En moins de temps qu’il en fallut pour crier « Baston d'érudits ! », tous les indisciplinés se mirent à leur tour sur la gueule.

Tout en aval de l’amphithéâtre cependant, la flammèche qui mit le feu au poudre n’en avait pas fini de se consumer. Garrett avait été rendu hilare de par une hypnose chromatique ? Qu’à cela ne tenait, il ferait s’écraser ses poings contre la gueule du raciste… mais en riant. Sa hargne avait été telle que Le Rire Jaune ne l’avait incapacité en rien ; là où, chez le commun des mortels, l’effet de ce Colors Trap-ci entamait le souffle et la concentration de qui s’y éprouvait, au point même de les limiter dans ses attributions belliqueuses. On s’échangea alors les coups dans l’allégresse où parfois, au fond de la mêlée, on put entendre même crier :

- Céphalopode toi même !

Peut-être que le remue-ménage qui s’orchestra alors contribua pour beaucoup à ce que Quint émergea de sa catatonie.
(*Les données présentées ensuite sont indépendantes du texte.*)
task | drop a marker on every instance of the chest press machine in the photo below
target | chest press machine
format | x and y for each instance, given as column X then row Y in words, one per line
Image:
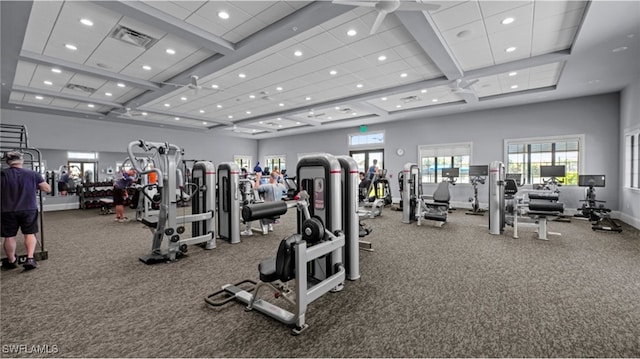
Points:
column 319, row 257
column 509, row 205
column 168, row 228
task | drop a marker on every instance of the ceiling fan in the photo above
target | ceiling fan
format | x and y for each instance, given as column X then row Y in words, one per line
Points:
column 193, row 85
column 385, row 7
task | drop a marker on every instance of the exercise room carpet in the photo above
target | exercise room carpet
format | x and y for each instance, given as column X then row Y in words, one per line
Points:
column 455, row 291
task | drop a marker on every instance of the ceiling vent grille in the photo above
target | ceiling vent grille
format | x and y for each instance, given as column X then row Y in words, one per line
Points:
column 80, row 88
column 132, row 37
column 410, row 99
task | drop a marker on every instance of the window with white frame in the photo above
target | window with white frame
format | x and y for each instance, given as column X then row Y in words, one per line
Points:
column 434, row 158
column 632, row 159
column 366, row 139
column 243, row 162
column 526, row 155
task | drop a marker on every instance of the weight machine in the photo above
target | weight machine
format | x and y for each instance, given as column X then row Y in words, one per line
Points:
column 319, row 257
column 15, row 138
column 508, row 205
column 167, row 242
column 593, row 209
column 478, row 174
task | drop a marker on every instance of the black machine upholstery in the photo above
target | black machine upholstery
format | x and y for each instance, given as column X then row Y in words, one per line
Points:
column 283, row 266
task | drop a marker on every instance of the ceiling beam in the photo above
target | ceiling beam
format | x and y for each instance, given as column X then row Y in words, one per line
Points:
column 14, row 17
column 86, row 70
column 298, row 22
column 423, row 29
column 151, row 16
column 66, row 96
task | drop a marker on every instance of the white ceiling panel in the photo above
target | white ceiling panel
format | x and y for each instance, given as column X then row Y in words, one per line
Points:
column 467, row 41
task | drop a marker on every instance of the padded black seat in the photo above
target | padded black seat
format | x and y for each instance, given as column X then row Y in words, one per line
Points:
column 283, row 266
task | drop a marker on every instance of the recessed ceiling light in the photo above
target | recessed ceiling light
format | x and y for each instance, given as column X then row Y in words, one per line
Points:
column 507, row 21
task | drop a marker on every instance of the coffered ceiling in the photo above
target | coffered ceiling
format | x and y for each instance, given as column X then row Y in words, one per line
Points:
column 276, row 68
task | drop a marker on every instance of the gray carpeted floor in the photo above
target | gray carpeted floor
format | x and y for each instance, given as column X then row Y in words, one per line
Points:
column 455, row 291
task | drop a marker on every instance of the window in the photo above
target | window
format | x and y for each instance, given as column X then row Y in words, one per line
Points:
column 243, row 162
column 435, row 158
column 279, row 161
column 632, row 159
column 526, row 155
column 366, row 139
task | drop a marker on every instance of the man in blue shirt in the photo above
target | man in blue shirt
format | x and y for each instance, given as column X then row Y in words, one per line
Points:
column 20, row 208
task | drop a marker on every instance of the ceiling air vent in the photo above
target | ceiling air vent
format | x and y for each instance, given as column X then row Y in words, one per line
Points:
column 81, row 88
column 410, row 99
column 132, row 37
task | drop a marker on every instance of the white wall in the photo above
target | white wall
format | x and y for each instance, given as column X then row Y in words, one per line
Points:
column 63, row 133
column 629, row 199
column 597, row 117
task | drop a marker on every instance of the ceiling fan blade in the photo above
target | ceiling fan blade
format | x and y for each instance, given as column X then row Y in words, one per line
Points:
column 378, row 22
column 356, row 3
column 414, row 6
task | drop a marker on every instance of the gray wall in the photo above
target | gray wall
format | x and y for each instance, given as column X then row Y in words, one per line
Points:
column 629, row 202
column 597, row 117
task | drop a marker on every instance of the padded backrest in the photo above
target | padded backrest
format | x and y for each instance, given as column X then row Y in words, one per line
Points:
column 510, row 187
column 441, row 194
column 285, row 259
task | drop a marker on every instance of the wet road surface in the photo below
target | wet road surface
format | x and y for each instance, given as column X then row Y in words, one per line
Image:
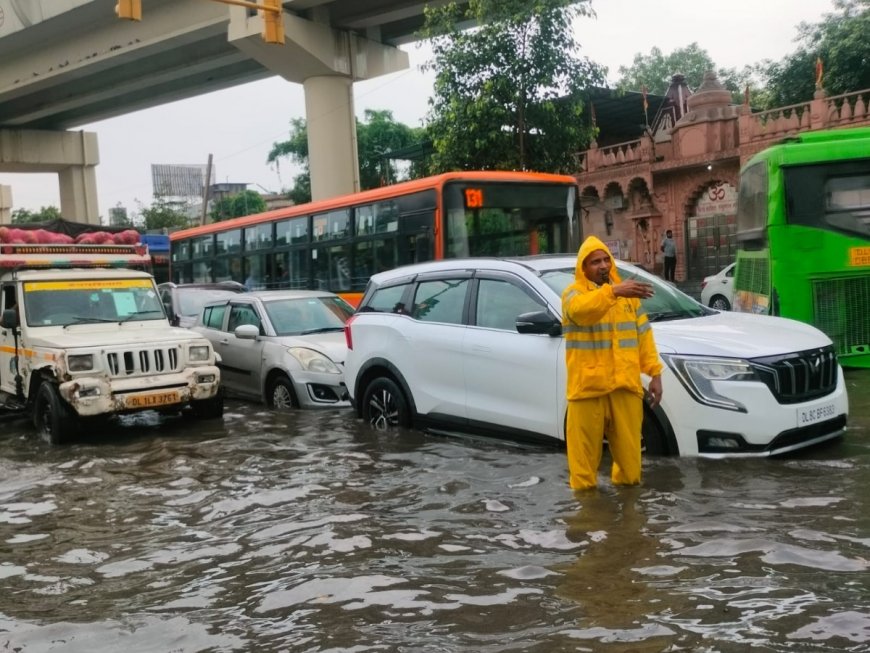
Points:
column 309, row 532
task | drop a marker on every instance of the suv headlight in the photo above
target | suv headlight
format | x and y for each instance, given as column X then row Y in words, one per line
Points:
column 199, row 353
column 313, row 361
column 698, row 375
column 80, row 362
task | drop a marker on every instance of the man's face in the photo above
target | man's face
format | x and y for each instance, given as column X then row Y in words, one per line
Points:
column 597, row 266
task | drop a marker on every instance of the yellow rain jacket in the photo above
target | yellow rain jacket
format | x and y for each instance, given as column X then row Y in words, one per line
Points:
column 608, row 339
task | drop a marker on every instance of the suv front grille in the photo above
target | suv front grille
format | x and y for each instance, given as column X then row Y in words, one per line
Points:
column 138, row 362
column 799, row 376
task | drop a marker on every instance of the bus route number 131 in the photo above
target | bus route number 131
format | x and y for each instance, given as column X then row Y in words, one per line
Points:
column 474, row 198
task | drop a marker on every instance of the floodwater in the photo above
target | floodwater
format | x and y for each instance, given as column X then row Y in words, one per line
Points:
column 311, row 533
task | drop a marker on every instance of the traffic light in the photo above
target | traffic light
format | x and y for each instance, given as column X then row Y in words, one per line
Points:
column 129, row 9
column 273, row 22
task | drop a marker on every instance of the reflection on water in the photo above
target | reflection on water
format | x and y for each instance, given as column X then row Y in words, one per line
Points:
column 309, row 532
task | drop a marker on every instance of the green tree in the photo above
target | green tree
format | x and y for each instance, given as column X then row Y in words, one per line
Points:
column 247, row 202
column 655, row 70
column 510, row 93
column 841, row 41
column 377, row 136
column 163, row 214
column 45, row 213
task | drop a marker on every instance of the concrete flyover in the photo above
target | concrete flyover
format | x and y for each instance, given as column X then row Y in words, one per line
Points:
column 71, row 62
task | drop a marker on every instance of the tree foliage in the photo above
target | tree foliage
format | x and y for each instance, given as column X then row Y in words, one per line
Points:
column 247, row 202
column 510, row 93
column 842, row 42
column 45, row 214
column 378, row 135
column 163, row 214
column 655, row 71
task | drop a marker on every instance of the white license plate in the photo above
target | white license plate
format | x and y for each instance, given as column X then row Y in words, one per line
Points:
column 815, row 414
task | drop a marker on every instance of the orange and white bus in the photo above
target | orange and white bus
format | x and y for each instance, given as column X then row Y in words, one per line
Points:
column 337, row 244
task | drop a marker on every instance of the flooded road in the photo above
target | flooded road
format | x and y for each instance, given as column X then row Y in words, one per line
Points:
column 311, row 533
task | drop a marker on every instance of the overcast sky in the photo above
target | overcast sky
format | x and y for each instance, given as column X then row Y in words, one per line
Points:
column 238, row 126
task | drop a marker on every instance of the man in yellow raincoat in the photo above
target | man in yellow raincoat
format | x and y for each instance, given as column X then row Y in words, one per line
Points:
column 608, row 344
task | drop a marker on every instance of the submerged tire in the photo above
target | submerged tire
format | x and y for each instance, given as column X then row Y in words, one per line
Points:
column 653, row 442
column 281, row 395
column 384, row 405
column 55, row 422
column 720, row 303
column 209, row 408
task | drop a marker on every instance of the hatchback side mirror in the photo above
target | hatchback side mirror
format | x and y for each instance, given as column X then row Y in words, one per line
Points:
column 9, row 319
column 539, row 322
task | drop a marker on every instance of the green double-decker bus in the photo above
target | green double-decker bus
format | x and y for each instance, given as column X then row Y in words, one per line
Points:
column 803, row 236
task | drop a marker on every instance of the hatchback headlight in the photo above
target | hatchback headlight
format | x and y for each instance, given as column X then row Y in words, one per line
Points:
column 313, row 361
column 80, row 362
column 199, row 353
column 698, row 374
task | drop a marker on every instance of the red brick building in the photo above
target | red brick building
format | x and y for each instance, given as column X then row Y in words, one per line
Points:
column 681, row 173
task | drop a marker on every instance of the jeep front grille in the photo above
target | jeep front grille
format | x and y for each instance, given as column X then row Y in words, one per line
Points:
column 137, row 362
column 799, row 376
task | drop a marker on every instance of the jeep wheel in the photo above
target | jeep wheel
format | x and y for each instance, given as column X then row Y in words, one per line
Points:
column 209, row 408
column 384, row 406
column 281, row 395
column 720, row 303
column 55, row 422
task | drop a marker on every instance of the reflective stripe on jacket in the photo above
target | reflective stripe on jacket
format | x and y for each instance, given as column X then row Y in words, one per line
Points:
column 608, row 339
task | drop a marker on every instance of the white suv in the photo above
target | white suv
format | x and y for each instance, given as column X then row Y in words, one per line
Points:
column 474, row 346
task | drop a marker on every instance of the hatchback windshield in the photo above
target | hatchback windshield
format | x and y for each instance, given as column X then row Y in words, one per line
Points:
column 667, row 303
column 62, row 303
column 293, row 317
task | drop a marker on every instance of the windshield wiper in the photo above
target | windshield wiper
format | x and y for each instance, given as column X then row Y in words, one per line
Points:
column 81, row 319
column 321, row 330
column 129, row 317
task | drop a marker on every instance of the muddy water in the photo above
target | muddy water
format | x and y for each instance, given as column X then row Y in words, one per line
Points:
column 308, row 532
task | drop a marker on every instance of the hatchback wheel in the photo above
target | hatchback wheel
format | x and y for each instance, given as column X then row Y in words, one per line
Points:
column 384, row 405
column 281, row 394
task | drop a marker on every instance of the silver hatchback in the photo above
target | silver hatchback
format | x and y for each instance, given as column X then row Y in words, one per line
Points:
column 285, row 348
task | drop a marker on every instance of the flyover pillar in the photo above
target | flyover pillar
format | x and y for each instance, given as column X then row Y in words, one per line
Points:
column 331, row 122
column 73, row 156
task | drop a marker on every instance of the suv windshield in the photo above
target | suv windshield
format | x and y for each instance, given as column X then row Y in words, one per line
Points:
column 61, row 303
column 293, row 317
column 668, row 303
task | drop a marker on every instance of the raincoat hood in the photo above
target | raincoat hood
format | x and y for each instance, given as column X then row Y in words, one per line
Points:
column 590, row 245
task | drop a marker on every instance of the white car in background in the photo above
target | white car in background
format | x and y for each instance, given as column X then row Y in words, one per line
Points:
column 285, row 348
column 717, row 291
column 475, row 346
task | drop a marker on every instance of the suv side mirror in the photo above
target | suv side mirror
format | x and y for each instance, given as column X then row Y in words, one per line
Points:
column 247, row 331
column 539, row 322
column 9, row 319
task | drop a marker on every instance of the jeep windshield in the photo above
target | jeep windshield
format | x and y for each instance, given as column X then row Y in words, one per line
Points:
column 668, row 303
column 90, row 301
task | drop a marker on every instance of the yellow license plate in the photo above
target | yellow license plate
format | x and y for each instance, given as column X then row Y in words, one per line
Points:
column 859, row 256
column 152, row 400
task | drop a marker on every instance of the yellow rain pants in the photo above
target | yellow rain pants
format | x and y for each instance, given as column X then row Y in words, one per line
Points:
column 619, row 416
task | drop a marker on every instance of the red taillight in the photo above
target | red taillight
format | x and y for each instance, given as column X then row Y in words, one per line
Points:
column 348, row 338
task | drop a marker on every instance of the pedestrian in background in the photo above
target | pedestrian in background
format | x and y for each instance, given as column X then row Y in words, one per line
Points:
column 669, row 249
column 608, row 344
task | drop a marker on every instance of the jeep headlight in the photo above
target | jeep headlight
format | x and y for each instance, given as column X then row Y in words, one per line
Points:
column 313, row 361
column 80, row 362
column 698, row 375
column 199, row 353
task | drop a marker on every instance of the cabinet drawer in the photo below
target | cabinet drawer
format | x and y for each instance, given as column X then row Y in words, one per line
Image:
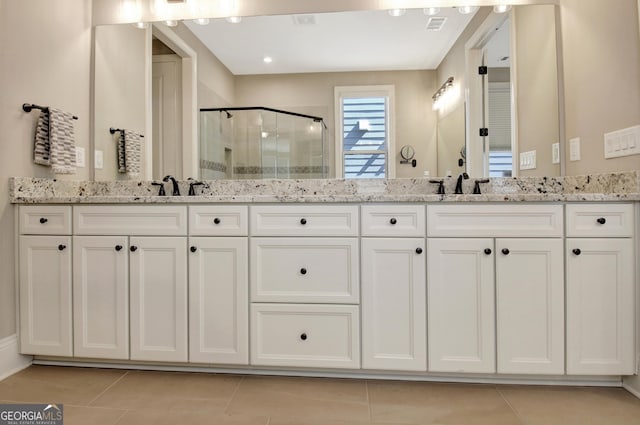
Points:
column 490, row 220
column 304, row 220
column 600, row 220
column 305, row 335
column 393, row 220
column 313, row 270
column 45, row 220
column 162, row 220
column 220, row 220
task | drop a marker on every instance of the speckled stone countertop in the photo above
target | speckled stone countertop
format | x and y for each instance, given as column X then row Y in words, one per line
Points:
column 624, row 186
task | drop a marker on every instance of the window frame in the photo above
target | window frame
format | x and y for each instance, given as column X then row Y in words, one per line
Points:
column 387, row 91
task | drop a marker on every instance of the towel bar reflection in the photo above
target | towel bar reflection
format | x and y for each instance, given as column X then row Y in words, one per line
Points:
column 28, row 107
column 113, row 131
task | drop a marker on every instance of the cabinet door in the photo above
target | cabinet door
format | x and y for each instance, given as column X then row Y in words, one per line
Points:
column 219, row 300
column 101, row 296
column 461, row 305
column 158, row 279
column 394, row 304
column 600, row 307
column 530, row 306
column 45, row 295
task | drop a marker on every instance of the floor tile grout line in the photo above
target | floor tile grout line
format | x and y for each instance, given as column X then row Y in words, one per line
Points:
column 235, row 391
column 513, row 409
column 108, row 388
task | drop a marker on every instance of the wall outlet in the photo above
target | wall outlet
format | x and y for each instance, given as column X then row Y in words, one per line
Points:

Quand il échappa de son état d'inconscience, il ne trouva plus devant et derrière lui que capharnaüm et désolation ; le tout rythmé par le battement des poings rageurs.
Homme de principe et carriériste en diable, il se vit alors bien mal expliquer à ses supérieurs en quelles circonstances exactes la situation avait pu si mal lui échapper d’entre les mains. Aussi se débarrassa-t-il de son manteau avant de s’échauffer.

La discipline, en effet, ne s’insufflait pas que par le verbe. Cela serait sans doute la dernière leçon qu'il enseignerait pour ce jour.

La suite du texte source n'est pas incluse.